- Associated Press - Saturday, May 31, 2014

BISMARCK, N.D. (AP) - It seems a simple enough question: Should the filing deadline for the submission of initiated measure petitions be changed from 90 days to 120 days before an election?

The idea is at the heart of Measure 1, a constitutional amendment that North Dakotans will decide in the June 10 primary election.

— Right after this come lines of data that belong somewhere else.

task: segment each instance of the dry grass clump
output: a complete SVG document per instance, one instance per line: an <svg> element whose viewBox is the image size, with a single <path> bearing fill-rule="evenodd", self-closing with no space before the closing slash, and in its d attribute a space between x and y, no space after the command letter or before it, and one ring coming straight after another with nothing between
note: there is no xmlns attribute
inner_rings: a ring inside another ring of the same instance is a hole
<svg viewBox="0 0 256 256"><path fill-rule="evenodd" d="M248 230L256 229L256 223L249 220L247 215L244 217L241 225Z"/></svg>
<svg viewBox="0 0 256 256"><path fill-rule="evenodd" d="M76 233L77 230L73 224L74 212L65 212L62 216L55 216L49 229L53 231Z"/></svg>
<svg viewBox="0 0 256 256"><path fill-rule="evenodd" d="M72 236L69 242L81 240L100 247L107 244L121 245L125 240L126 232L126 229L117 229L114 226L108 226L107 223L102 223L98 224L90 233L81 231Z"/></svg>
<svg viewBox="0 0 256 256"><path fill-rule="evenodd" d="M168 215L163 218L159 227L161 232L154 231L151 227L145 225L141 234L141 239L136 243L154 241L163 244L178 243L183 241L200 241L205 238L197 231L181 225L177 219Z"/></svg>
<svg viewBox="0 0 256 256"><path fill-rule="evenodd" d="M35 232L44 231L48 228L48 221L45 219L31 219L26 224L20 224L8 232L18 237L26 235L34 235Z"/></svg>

It is the only measure on the ballot, yet it also has become as a key point of debate preceding the November election for secretary of state.

Al Jaeger, a Republican who was first elected in 1992 to the office best known for supervising elections, wants the new deadline to give his office more time to review signature petitions for accuracy and to allow the state Supreme Court an extended period to consider challenges.

Jaeger’s Democratic challenger, April Fairfield, said the change is an “unnecessary limitation” on North Dakotans’ constitutional rights and calls it a sly attempt to deter voter-driven ballot measures.

“The bottom line is that it is a backdoor way to try and reduce the number of measures on the ballot,” said Fairfield, a former state lawmaker who now works as an executive director for a nonprofit in Bismarck. “It’s reducing our rights and not about giving them more time.”

Jaeger, who is the longest-serving Republican official in the North Dakota Capitol, maintains that’s not the case.

“The intent is to safeguard the process and the integrity of it,” he said.

North Dakota lawmakers last year overwhelmingly endorsed the measure pushed by Jaeger, who said the proposal was spurred by an election scandal in 2012 involving 10 North Dakota State University football players that kept two measures off the ballot. The football players were accused of faking signatures on the ballot measure petitions they were paid to circulate. They eventually pleaded guilty to misdemeanor election fraud and were sentenced to probation and community service.

North Dakota did impose a deadline for submitting petitions at 120 days from 1919 to 1978, when it was changed to 90 days.

The state currently has the second-latest filing deadline in the nation, behind Oklahoma’s deadline of 60 days prior to an election. The average deadline for submission of initiated petition is almost 140 days.

Under current North Dakota law, the secretary of state has 35 days to determine if there is a sufficient number of valid signatures to place a measure on the ballot. After the 35-day review period, and only 55 days prior to an election, the ballot must be certified. Jaeger said that could potentially leave the state’s high court with no time to consider an appeal, if the petition backers challenge the secretary of state’s decision. If the state Supreme Court doesn’t rule on the appeal before the ballots are completed, the measure would go before voters.

“We came close in 2012,” Jaeger said.

The proposal gives petition circulators more time to appeal and allows the state Supreme Court to “make a reasoned decision,” he said.

“That process protects the rights of everyone,” Jaeger said.

Fairfield said moving up the petition filing deadline by 30 days from the current August deadline will make it impossible to collect signatures at North Dakota’s State Fair in Minot, which attracts more than 100,000 people each July. The fair can account for as much as 30 percent of petition signatures, she said.

“That is going to have a chilling effect,” Fairfield said.

“I doubt that the signatures obtained at a state fair make or break the successful circulation of petitions,” Jaeger said. “To be successful, a petition circulation drive should cover the entire state, not just a state fair.”